In 1867, Franz Martin Hilgendorf published the tree shown in the first figure, which is illustrated with pictures of the fossil snails being discussed. This may well have been the first time that this form of illustrated phylogeny was produced.
|From Hilgendorf (1867).|
In 2000, Hilgendorf's papers and original fossil materials were re-discovered in the Palaeontological Collections of the Natural History Museum, Berlin, to which they had been donated by Hilgendorf's heirs. Among these was a series of cards to which snails had been glued, illustrating the morphological transitions within and between the taxa, as described in the original paper. One of these cards illustrates the phylogeny, as shown in the next figure.
|From Glaubrecht (2012).|
This is not the only example of this type produced by Hilgendorf.

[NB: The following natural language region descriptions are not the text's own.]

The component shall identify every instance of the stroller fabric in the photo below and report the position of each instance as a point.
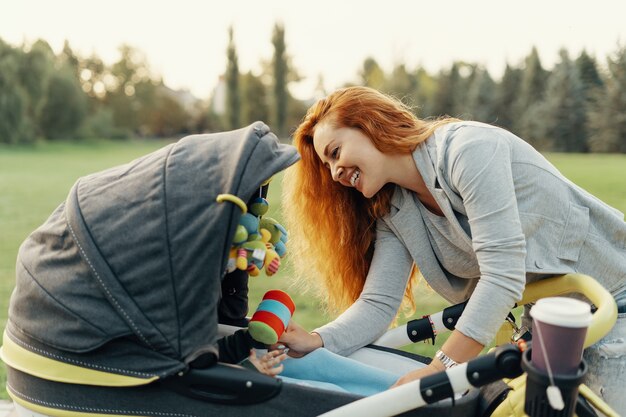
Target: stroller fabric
(126, 273)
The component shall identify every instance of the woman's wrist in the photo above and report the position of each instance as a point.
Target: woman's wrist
(317, 340)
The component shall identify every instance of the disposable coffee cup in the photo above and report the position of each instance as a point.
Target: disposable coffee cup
(559, 330)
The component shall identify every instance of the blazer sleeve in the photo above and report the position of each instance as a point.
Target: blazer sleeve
(371, 314)
(480, 170)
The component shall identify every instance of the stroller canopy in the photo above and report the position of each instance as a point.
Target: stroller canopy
(126, 272)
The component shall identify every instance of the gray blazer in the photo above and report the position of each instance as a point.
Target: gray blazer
(526, 220)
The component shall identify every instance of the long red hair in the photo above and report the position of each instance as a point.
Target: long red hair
(332, 227)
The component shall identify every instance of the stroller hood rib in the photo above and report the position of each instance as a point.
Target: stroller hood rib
(135, 255)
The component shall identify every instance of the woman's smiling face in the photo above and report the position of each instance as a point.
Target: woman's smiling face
(351, 157)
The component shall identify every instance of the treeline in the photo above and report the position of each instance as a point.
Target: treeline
(577, 106)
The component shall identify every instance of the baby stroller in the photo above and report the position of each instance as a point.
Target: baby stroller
(115, 311)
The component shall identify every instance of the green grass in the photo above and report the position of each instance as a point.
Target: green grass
(35, 179)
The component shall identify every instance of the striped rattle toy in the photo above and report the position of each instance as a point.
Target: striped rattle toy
(270, 319)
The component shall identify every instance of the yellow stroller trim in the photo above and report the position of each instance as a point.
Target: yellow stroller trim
(40, 366)
(56, 412)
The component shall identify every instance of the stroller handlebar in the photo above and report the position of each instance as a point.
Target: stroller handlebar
(429, 326)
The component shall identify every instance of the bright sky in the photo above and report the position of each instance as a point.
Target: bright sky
(185, 41)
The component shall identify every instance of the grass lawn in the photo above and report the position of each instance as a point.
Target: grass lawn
(35, 179)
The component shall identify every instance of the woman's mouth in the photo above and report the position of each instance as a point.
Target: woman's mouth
(355, 177)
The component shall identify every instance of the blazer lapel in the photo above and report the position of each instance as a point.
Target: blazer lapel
(424, 155)
(409, 226)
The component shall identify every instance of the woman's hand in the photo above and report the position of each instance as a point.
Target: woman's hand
(299, 341)
(416, 374)
(270, 363)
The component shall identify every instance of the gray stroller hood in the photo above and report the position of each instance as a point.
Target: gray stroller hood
(125, 274)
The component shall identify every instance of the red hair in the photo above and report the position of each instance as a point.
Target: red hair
(332, 227)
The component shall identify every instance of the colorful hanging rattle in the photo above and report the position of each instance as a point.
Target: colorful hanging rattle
(272, 316)
(259, 242)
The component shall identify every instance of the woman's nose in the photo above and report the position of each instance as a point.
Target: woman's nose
(337, 173)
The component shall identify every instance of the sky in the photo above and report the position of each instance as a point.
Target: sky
(185, 41)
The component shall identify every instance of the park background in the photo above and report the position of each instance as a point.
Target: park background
(67, 111)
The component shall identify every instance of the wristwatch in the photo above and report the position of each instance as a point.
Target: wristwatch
(445, 359)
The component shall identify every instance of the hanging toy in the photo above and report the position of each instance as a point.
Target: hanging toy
(259, 242)
(272, 316)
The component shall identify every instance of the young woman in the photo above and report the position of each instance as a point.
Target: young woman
(474, 207)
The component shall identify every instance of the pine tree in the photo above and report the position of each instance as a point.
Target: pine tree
(445, 99)
(607, 117)
(233, 102)
(481, 97)
(13, 99)
(505, 97)
(281, 73)
(530, 93)
(561, 115)
(254, 105)
(372, 75)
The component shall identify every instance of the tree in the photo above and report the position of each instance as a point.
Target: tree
(607, 118)
(36, 66)
(480, 97)
(561, 114)
(64, 108)
(589, 75)
(372, 75)
(129, 91)
(531, 92)
(445, 99)
(13, 117)
(281, 73)
(254, 106)
(506, 96)
(402, 84)
(233, 102)
(425, 94)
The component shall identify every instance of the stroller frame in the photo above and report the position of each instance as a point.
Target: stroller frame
(34, 389)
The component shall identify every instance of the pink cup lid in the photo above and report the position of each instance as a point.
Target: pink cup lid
(562, 311)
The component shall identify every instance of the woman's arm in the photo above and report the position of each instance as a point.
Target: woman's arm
(479, 168)
(370, 316)
(458, 347)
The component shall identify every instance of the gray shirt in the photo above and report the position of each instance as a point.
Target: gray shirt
(525, 219)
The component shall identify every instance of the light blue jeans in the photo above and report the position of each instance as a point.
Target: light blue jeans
(607, 362)
(324, 369)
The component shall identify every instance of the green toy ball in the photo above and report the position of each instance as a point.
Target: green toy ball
(241, 235)
(271, 226)
(259, 206)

Another one had previously been discovered in the State Museum of Natural History, Stuttgart, as shown in the final figure. This copy was apparently produced much later.
|From Rasser (2006).|
Glaubrecht M. (2012) Franz Hilgendorf's dissertation "Beiträge zur Kenntnis des Süßwasserkalks von Steinheim" from 1863: transcription and description of the first Darwinian interpretation of transmutation. Zoosystematics & Evolution 88: 231-259.
Hilgendorf F. (1867) Über Planorbis multiformis im Steinheimer Süsswasserkalk. Monatsberichte der Königliche Preussischen Akademie der Wissenschaften zu Berlin 1866: 474-504.
Rasser M.W. (2006) 140 Jahre Steinheimer Schnecken-Stammbaum: der älteste fossile Stammbaum aus heutiger Sicht. Geologica et Palaeontologica 40: 195-199.